Index and middle fingers were the fastest fingers for both hands, and little fingers were the slowest. Dominant-hand fingers were faster than nondominant-hand fingers.
Tapping rate decreased with increasing age and increased with smoking and regular exercise.
Finger load capacities were calculated using the tapping-rate data for the convenience of the ergonomic designs.
Footnotes
Acknowledgements
This research was supported by the Scientific and Technological Research Council of Turkey (TÜBİTAK) Grant 111M530 awarded to Mahmut Ekşioğlu.

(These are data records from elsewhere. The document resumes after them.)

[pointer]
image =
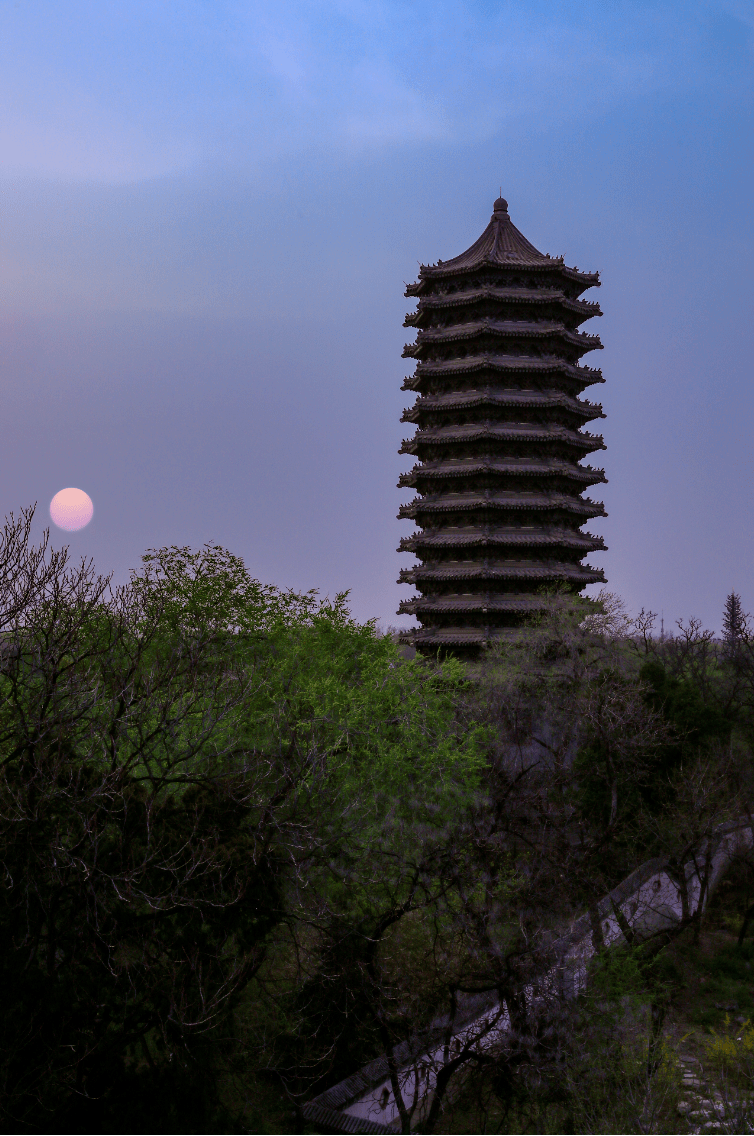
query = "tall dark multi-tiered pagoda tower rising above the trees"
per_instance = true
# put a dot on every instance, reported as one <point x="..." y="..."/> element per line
<point x="499" y="439"/>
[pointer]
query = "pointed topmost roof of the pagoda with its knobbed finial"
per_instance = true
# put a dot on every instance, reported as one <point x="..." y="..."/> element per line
<point x="501" y="245"/>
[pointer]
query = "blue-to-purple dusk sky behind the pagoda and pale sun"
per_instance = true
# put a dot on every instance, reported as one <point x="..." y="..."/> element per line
<point x="211" y="210"/>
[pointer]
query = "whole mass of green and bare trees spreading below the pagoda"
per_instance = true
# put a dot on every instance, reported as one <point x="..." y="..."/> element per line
<point x="247" y="847"/>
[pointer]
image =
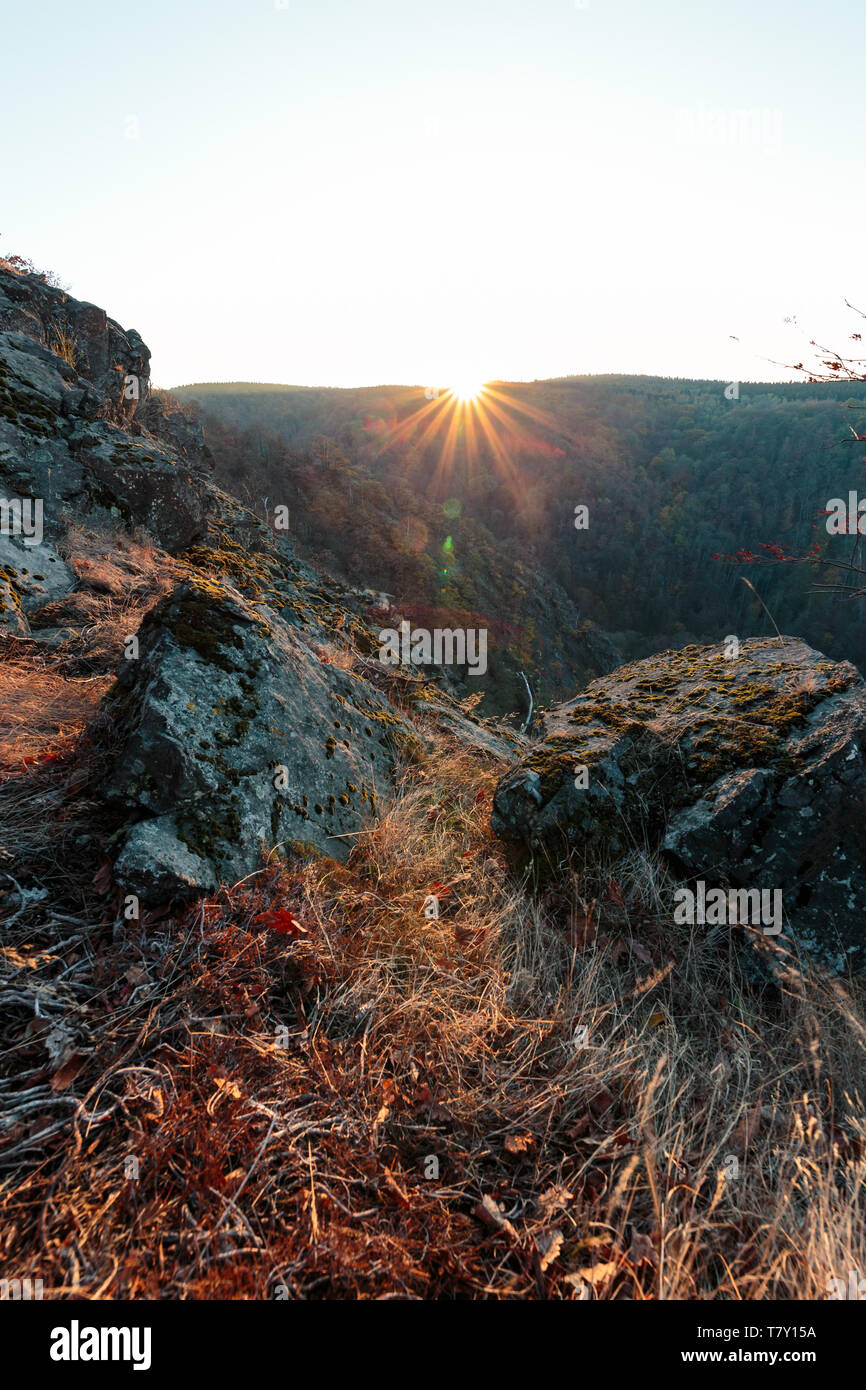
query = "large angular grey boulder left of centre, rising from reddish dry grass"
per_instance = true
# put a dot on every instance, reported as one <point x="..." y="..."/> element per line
<point x="231" y="739"/>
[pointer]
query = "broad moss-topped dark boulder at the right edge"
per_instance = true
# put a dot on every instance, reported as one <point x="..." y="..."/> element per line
<point x="746" y="772"/>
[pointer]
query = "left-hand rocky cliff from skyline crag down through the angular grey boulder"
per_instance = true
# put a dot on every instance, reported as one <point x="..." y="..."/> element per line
<point x="237" y="728"/>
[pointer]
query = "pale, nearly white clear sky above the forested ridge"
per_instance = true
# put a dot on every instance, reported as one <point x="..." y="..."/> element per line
<point x="387" y="191"/>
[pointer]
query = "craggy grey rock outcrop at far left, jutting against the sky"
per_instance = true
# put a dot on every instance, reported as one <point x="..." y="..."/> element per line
<point x="83" y="437"/>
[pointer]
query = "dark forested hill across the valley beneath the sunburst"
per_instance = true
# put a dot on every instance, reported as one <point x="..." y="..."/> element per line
<point x="473" y="507"/>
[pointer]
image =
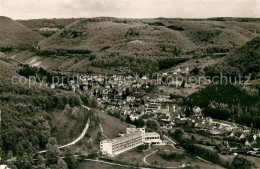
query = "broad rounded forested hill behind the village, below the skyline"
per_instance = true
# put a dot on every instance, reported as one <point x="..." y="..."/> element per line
<point x="140" y="45"/>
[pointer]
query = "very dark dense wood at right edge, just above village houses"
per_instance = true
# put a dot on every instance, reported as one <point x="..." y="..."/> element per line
<point x="228" y="102"/>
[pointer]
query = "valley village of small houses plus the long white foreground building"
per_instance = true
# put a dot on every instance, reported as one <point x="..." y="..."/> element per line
<point x="132" y="99"/>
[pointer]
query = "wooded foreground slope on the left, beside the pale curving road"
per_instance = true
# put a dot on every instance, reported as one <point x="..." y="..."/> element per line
<point x="26" y="118"/>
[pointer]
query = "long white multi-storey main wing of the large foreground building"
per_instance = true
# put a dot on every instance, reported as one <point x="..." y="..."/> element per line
<point x="112" y="147"/>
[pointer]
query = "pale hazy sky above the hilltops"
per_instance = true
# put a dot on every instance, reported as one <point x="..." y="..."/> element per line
<point x="34" y="9"/>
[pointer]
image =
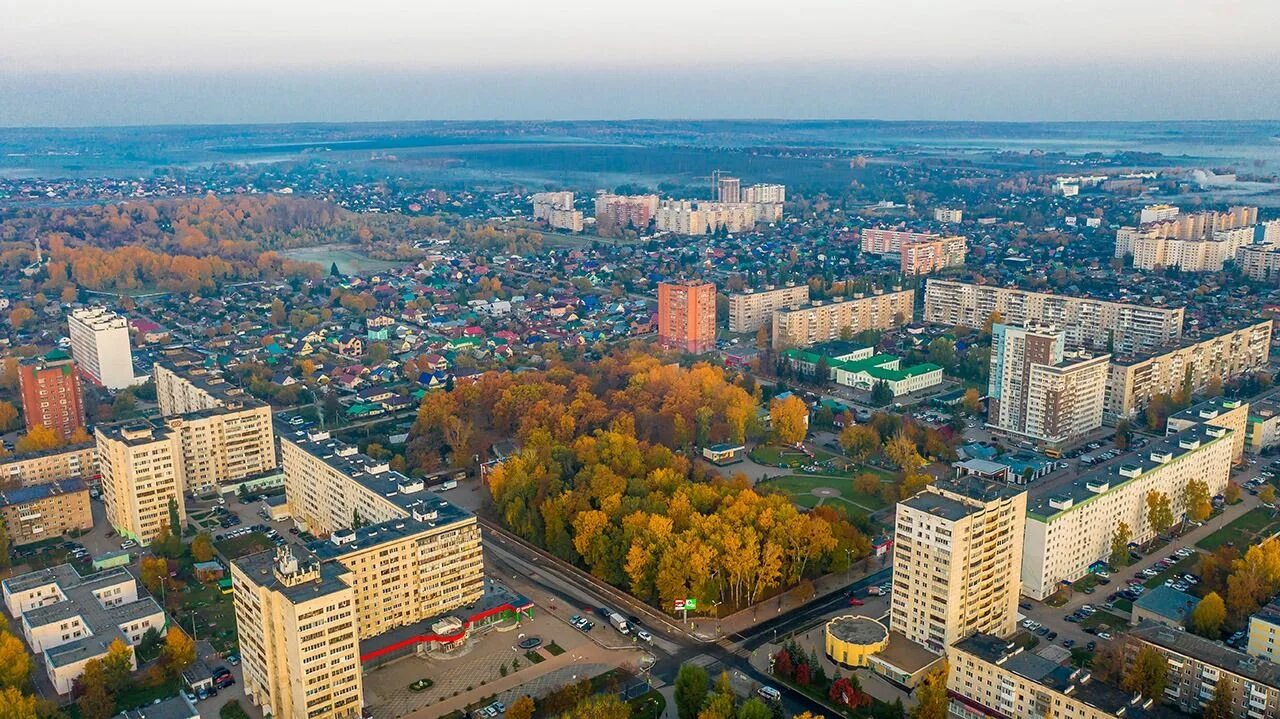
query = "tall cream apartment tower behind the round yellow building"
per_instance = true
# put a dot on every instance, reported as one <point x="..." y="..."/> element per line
<point x="957" y="562"/>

Mahmut Ekşioğlu is an associate professor and founding director of the Ergonomics Laboratory in the Department of Industrial Engineering, Boğaziçi University. He received his PhD in industrial engineering in 1996 from Wichita State University. He earned a BS in mechanical engineering from Yıldız Technical University (Istanbul) and an MS in aerospace engineering (1990) and an MS in industrial engineering (1992) both from Wichita State University. Before joining academia, he served as an ergonomics consultant and a National Institute for Occupational Safety and Health researcher in the United States. His teaching and research interests are in the area of ergonomics and human factors engineering, safety engineering and management, and applied statistics.
Ali İşeri is an assistant professor in the Department of Industrial Engineering at Fatih University (Istanbul). He received his PhD in industrial engineering in 2014 from Boğaziçi University, Istanbul, Turkey. He earned a BS (2006) and an MS (2008) in industrial engineering both from Fatih University. His teaching and research interests are in the area of ergonomics, applied optimization, and statistics.